Vulnerability in Microsoft Exchange Servers is allowing hackers to deploy hive ransomware and other backdoors, including Cobalt Strike Beacon, having capabilities of stealing cryptocurrency from wallets and deploy crypto mining software.
It is all happening because of ProxyShell Security issues where threat actors perform network reconnaissance to download payloads.
Security analytics firm Varonis discovered the details of hive ransomware being deployed on Microsoft Exchange Servers after one of its customers asked it to do so. Researchers discovered that the notorious gang of cyber criminals were planting 4 web shells in an accessible Exchange Directory and executed PowerShell codes to evade detection from threat monitoring solutions. Out of 4, 3 web shells were sourced from public GIT Repository and 1 was sources from wild.

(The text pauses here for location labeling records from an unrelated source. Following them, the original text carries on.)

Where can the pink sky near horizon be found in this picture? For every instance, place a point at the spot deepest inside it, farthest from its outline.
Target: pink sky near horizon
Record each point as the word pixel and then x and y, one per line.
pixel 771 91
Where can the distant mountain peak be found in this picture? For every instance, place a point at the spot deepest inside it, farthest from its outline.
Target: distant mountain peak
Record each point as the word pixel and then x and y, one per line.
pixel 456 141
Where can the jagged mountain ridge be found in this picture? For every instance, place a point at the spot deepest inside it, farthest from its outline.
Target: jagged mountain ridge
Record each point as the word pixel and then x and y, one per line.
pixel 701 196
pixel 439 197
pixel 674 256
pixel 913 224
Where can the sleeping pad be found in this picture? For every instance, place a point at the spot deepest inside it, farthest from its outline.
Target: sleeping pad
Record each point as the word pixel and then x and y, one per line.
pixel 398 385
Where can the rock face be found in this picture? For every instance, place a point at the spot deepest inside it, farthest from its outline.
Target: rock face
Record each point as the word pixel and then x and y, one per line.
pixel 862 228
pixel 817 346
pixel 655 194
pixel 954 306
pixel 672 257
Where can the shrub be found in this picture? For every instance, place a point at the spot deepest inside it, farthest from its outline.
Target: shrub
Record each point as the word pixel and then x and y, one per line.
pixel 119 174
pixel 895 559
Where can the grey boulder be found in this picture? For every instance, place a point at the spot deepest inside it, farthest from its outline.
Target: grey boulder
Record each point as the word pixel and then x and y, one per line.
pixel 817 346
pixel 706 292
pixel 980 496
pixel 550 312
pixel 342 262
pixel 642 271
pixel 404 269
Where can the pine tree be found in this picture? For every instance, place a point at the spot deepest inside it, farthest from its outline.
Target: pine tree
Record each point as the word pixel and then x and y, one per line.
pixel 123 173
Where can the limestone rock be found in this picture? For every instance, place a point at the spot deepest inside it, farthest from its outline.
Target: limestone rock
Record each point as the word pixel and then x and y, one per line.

Previously, threat actors from Conti, BlackByte, Babuk, Cuba and Lockfile used the ProxyShell vulnerability to steal info from its customers and lock down their database thereafter with encryption.
In May 2021, Microsoft issued fixes to all the newly founded vulnerabilities and issued patches on an immediate note. But as per the new detection by Varonis, Hive ransomware gang is again seen exploiting flaws tracked as CVE-2021-344473, CVE-2021-34523 and CVE-2021-31297 having severity scores between 8.3(High) to 9.8 (Critical).
Note- Since its first detection by the FBI in June 2021, Hive has emerged as the most active ransomware in attack frequency. Thus, CISA, in association with the Federal Bureau of Investigation (FBI) issued a dedicated report last year on tactics and indicators of Hive Ransomware compromise.